Mary Goes Round

Mary Goes Round is an acceptable gateway to long-form filmmaking for Canadian writer/director Molly McGlynn.  She comes prepared with a resume of shorts, of which I’ve only seen one (3-Way (Not Calling)).  It was so illustrious with its humour and honesty, that I started to anticipate McGlynn’s first feature-length film.

Mary Goes Round acts as a failsafe for the filmmaker.  The film follows a common formula, which isn’t unusual for a debut, and the narrative deals with familiar themes of redemption and being true to yourself.  It fuses the family drama of Garden State with the characterization in Rachel Getting Married, yet it’s humbling enough to give viewers a snug sense of comfort.  Perhaps that has something to do with how sympathetic McGlynn is towards her discouraged characters, or how often we see our lead character bundled up.
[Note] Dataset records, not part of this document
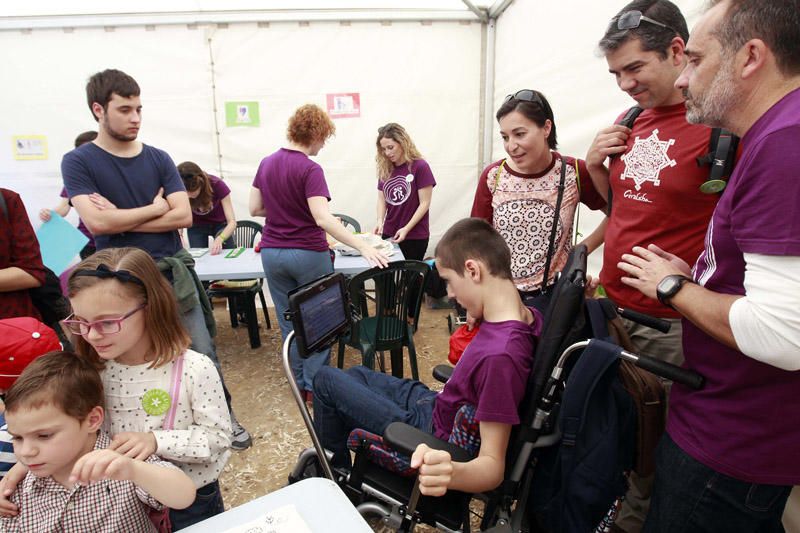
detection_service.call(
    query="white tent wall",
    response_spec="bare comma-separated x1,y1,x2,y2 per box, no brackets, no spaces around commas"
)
0,17,481,249
493,0,702,272
212,18,480,239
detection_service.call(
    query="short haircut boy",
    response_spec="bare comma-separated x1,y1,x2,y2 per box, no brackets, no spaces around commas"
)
75,131,97,148
435,218,513,280
5,351,105,421
86,69,141,120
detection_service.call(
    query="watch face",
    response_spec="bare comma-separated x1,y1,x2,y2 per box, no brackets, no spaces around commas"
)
656,274,688,305
658,276,681,296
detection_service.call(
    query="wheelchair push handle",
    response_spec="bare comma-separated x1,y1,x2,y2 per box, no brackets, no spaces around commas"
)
617,307,672,333
623,351,705,390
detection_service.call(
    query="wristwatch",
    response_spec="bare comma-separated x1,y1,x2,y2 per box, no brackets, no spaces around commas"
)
656,274,692,307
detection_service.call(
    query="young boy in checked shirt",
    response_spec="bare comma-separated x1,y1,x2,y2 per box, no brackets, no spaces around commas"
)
0,352,195,533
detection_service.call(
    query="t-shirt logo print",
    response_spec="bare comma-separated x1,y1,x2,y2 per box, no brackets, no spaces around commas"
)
383,175,411,205
619,129,677,191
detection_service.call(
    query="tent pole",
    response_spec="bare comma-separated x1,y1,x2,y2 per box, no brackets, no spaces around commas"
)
206,35,224,178
478,18,497,172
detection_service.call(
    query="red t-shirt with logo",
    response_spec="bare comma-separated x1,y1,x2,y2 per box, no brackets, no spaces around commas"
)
600,103,719,318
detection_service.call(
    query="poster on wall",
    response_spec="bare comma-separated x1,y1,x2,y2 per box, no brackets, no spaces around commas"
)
225,102,261,128
327,93,361,118
11,135,47,161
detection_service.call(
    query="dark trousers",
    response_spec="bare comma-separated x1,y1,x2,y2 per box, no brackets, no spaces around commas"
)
642,433,792,533
314,366,436,467
169,481,225,531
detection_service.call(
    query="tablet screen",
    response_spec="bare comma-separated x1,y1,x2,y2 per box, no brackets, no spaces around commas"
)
289,274,350,355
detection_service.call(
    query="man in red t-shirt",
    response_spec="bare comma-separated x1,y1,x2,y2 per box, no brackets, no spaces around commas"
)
586,0,718,532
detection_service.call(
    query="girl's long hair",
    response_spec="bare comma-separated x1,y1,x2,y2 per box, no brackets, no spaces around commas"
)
178,161,214,214
375,122,422,181
67,248,191,368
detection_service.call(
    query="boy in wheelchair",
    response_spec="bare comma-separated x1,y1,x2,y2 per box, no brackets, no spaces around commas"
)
314,218,542,496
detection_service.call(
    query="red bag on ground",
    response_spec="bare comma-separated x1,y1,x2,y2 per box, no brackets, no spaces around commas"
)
447,324,479,364
0,316,61,390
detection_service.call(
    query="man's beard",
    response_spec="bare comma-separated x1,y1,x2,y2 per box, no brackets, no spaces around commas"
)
683,54,738,128
103,119,139,142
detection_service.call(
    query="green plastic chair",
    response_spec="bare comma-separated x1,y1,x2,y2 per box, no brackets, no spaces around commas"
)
337,261,431,380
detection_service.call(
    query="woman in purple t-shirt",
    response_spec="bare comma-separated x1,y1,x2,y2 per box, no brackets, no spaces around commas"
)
374,122,436,260
250,104,388,397
178,161,236,255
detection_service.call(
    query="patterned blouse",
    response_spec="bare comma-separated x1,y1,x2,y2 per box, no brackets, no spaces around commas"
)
100,350,231,488
471,152,605,291
0,431,175,533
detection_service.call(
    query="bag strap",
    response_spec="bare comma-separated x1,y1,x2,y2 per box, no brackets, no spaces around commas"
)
542,155,567,294
161,354,183,430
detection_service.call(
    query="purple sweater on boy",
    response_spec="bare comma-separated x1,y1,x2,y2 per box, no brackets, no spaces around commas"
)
192,174,231,224
433,309,542,440
667,89,800,485
378,159,436,239
253,148,331,252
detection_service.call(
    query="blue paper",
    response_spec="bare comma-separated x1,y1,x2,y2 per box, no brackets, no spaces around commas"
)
36,211,89,275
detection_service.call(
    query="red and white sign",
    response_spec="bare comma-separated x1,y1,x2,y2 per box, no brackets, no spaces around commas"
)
327,93,361,118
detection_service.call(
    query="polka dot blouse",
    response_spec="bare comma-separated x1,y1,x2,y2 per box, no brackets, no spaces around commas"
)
101,350,231,487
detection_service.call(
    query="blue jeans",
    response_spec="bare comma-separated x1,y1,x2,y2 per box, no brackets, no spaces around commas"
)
314,366,436,467
642,433,792,533
169,481,225,531
186,222,236,248
181,288,232,411
261,248,333,390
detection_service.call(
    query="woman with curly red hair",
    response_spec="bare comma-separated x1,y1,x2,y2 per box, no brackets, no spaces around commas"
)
250,104,388,394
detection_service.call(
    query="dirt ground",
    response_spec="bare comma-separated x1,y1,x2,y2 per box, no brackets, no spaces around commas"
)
215,301,450,509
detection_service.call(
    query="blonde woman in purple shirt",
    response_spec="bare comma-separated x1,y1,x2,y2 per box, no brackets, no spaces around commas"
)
178,161,236,255
250,104,388,397
373,122,436,260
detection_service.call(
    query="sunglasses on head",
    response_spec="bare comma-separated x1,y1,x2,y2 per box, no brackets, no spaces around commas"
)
503,89,544,108
612,10,678,33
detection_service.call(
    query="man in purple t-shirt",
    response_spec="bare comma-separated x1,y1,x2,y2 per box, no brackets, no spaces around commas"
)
314,218,542,496
620,0,800,533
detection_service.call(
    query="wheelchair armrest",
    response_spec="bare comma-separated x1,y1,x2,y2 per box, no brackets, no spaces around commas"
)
383,422,473,463
433,365,455,383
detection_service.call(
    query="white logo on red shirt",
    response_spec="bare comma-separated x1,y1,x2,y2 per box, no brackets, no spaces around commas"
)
619,129,677,191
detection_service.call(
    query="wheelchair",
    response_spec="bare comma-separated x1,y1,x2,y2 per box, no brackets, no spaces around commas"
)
283,246,702,532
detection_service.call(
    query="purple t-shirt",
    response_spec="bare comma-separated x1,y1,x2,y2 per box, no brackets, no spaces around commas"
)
59,187,94,246
253,148,331,252
667,85,800,485
192,174,231,224
433,309,542,440
378,159,436,239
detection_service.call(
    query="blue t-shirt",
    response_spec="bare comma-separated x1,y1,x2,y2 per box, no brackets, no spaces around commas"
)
0,413,17,479
61,143,186,259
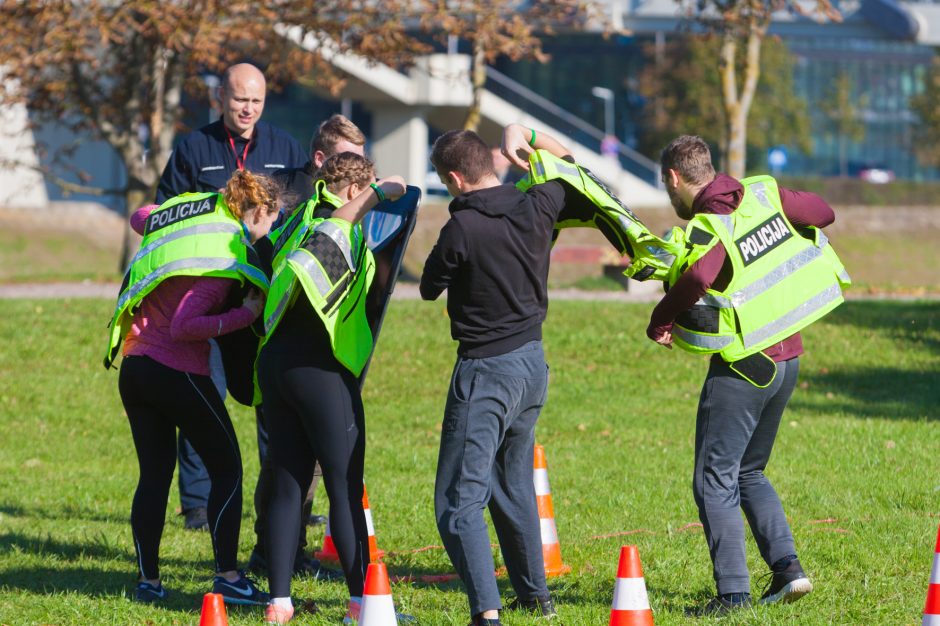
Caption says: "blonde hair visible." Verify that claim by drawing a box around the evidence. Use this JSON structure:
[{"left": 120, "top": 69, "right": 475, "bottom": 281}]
[
  {"left": 222, "top": 170, "right": 282, "bottom": 220},
  {"left": 316, "top": 152, "right": 375, "bottom": 194}
]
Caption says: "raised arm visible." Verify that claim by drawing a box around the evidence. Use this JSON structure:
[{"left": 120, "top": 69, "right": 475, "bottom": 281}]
[{"left": 500, "top": 124, "right": 571, "bottom": 170}]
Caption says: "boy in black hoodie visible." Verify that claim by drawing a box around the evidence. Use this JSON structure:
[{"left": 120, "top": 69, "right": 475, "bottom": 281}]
[{"left": 421, "top": 124, "right": 570, "bottom": 626}]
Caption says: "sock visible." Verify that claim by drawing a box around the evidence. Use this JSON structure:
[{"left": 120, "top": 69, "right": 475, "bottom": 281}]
[
  {"left": 271, "top": 596, "right": 294, "bottom": 609},
  {"left": 770, "top": 554, "right": 796, "bottom": 572}
]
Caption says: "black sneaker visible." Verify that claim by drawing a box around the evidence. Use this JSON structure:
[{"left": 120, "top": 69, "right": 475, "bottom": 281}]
[
  {"left": 506, "top": 598, "right": 558, "bottom": 619},
  {"left": 134, "top": 582, "right": 170, "bottom": 603},
  {"left": 760, "top": 559, "right": 813, "bottom": 604},
  {"left": 294, "top": 553, "right": 346, "bottom": 580},
  {"left": 686, "top": 595, "right": 751, "bottom": 617},
  {"left": 183, "top": 506, "right": 209, "bottom": 530},
  {"left": 212, "top": 572, "right": 271, "bottom": 605}
]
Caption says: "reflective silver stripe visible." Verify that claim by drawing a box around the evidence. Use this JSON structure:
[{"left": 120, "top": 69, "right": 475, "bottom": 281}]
[
  {"left": 743, "top": 284, "right": 842, "bottom": 348},
  {"left": 695, "top": 293, "right": 734, "bottom": 309},
  {"left": 731, "top": 246, "right": 822, "bottom": 307},
  {"left": 748, "top": 183, "right": 776, "bottom": 210},
  {"left": 131, "top": 222, "right": 241, "bottom": 265},
  {"left": 672, "top": 326, "right": 734, "bottom": 352},
  {"left": 117, "top": 257, "right": 268, "bottom": 309},
  {"left": 264, "top": 283, "right": 294, "bottom": 333},
  {"left": 287, "top": 250, "right": 333, "bottom": 300},
  {"left": 313, "top": 221, "right": 356, "bottom": 272}
]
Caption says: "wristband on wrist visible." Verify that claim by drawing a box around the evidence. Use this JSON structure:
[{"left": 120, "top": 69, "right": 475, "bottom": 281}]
[{"left": 369, "top": 183, "right": 385, "bottom": 202}]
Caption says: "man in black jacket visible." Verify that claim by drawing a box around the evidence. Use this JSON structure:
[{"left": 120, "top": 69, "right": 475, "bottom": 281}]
[{"left": 421, "top": 124, "right": 570, "bottom": 626}]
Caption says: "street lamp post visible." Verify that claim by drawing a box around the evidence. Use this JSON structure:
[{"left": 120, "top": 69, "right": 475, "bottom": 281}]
[{"left": 591, "top": 87, "right": 614, "bottom": 136}]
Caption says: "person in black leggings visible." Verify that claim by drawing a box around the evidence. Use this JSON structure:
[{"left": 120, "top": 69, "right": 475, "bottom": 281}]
[
  {"left": 118, "top": 171, "right": 278, "bottom": 604},
  {"left": 258, "top": 152, "right": 405, "bottom": 624}
]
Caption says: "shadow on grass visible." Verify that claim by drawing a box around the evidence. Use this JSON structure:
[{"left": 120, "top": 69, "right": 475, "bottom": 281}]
[{"left": 790, "top": 367, "right": 940, "bottom": 421}]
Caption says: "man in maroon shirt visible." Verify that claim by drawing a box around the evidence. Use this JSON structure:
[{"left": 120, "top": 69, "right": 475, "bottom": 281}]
[{"left": 646, "top": 135, "right": 835, "bottom": 614}]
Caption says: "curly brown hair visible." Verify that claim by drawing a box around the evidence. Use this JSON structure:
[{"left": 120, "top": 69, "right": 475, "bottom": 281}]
[
  {"left": 222, "top": 170, "right": 283, "bottom": 220},
  {"left": 316, "top": 152, "right": 375, "bottom": 193}
]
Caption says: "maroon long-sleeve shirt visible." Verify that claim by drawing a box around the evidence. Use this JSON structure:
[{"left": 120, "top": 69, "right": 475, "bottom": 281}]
[{"left": 646, "top": 174, "right": 835, "bottom": 362}]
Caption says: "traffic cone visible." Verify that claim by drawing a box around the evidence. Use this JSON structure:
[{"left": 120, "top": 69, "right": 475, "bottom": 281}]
[
  {"left": 609, "top": 546, "right": 653, "bottom": 626},
  {"left": 313, "top": 483, "right": 385, "bottom": 563},
  {"left": 359, "top": 563, "right": 398, "bottom": 626},
  {"left": 921, "top": 528, "right": 940, "bottom": 626},
  {"left": 362, "top": 483, "right": 385, "bottom": 563},
  {"left": 532, "top": 445, "right": 571, "bottom": 578},
  {"left": 199, "top": 593, "right": 228, "bottom": 626}
]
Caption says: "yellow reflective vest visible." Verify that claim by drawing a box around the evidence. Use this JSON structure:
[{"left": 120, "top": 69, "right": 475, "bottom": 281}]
[
  {"left": 104, "top": 193, "right": 268, "bottom": 368},
  {"left": 516, "top": 150, "right": 684, "bottom": 280},
  {"left": 264, "top": 181, "right": 375, "bottom": 376},
  {"left": 668, "top": 176, "right": 851, "bottom": 362}
]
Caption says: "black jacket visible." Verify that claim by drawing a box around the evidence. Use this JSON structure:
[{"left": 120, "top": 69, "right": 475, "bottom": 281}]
[
  {"left": 421, "top": 182, "right": 565, "bottom": 358},
  {"left": 157, "top": 119, "right": 309, "bottom": 204}
]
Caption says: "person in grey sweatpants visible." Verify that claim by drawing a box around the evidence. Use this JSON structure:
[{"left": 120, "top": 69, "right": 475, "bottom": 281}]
[{"left": 421, "top": 125, "right": 570, "bottom": 626}]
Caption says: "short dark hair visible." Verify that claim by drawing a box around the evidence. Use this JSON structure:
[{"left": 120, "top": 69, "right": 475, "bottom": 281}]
[
  {"left": 659, "top": 135, "right": 715, "bottom": 185},
  {"left": 310, "top": 113, "right": 366, "bottom": 158},
  {"left": 431, "top": 130, "right": 496, "bottom": 184}
]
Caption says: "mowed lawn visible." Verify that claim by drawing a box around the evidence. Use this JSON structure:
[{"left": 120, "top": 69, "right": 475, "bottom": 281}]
[{"left": 0, "top": 300, "right": 940, "bottom": 626}]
That lead character is – of course – Mary (Aya Cash), a woman who faces brutal irony everyday as she attempts to assist people in personal agony while she struggles with her own alcoholism.  A line-drawing relapse and a suggestive call from her outcast father reels her back to her Niagara Falls homestead.  The setting itself, transitioning through chilly seasons, cleverly reflects Mary’s forlorn rut.  However, her life falls into more disarray when she meets an unknown sister Robyn (Sara Waisglass) who is on the cusp of her own woes, and her father (John Ralston) expands on his fatal reasonings for reaching out.

Mary Goes Round may sound like a downer, but it sneaks up and turns around – no pun intended.  It’s actually an affirming hidden gem about the importance of self-love.